Laura posó un dedo a la altura de su corazón.
—Ya eres muy guapo ahí dentro —le susurró—. Sin duda eres el mejor hombre del mundo.
Gordo enrojeció. Y sonrió.
—Preferiría ser el hombre más guapo del mundo.
Laura le besó en la mejilla para demostrarle toda su ternura. Dejó allí sus labios un buen rato, para que el gigante obeso sintiese lo mucho que le quería. Gordo había hecho régimen. Dios sabe lo que había vivido esos últimos meses: angustia, dificultades, frío, cansancio, miedo. El miedo. Y había hecho régimen. Menudo régimen.

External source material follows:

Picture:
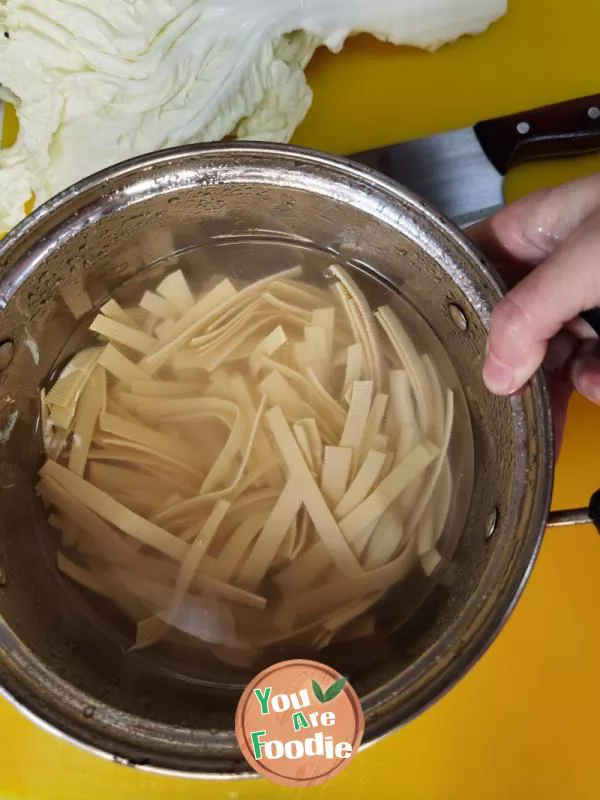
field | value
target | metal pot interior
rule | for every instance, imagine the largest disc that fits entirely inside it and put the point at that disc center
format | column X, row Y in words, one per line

El amanecer los sorprendió tumbados en el salón, somnolientos, plácidos. Se atrevieron a comentar sus misiones, un poco, pero solo se contaron las anécdotas. Aimé había conseguido embaucar a un policía francés a punto de arrestarle; Laura y Gordo se habían encontrado por pura casualidad en la misma villa del SOE cuando se disponían a volver a Gran Bretaña en barco; Stanislas había estado a punto de comerse un trozo de explosivo plástico en la oscuridad —Gordo replicó que el plástico no era tan malo como podía pensarse—; Key se había visto sin querer en el mismo hotel que otro agente al que estaba buscando como loco para establecer contacto. No hablaron de nada más, como para protegerse de la obsesión de lo que habían podido vivir en Francia. Las misiones habían sido difíciles, habían sufrido pérdidas. Stanislas lo sabía mejor que nadie, ahora que trabajaba en el cuartel general de la Sección F. Recientemente, dos agentes habían sido recibidos al aterrizar no por la Resistencia, sino por la Gestapo. Ese año habían llevado a cabo pocos sabotajes, había pocos éxitos que celebrar. El futuro de la guerra no era esperanzador y Stanislas estaba un poco más preocupado que el resto. Preocupado por el futuro de Europa, preocupado por sus compañeros, porque sabía que pronto volverían a Francia. Sabía lo que había pasado con algunos miembros del grupo, en Francia. Era el único que sabía lo que le había ocurrido a Gordo.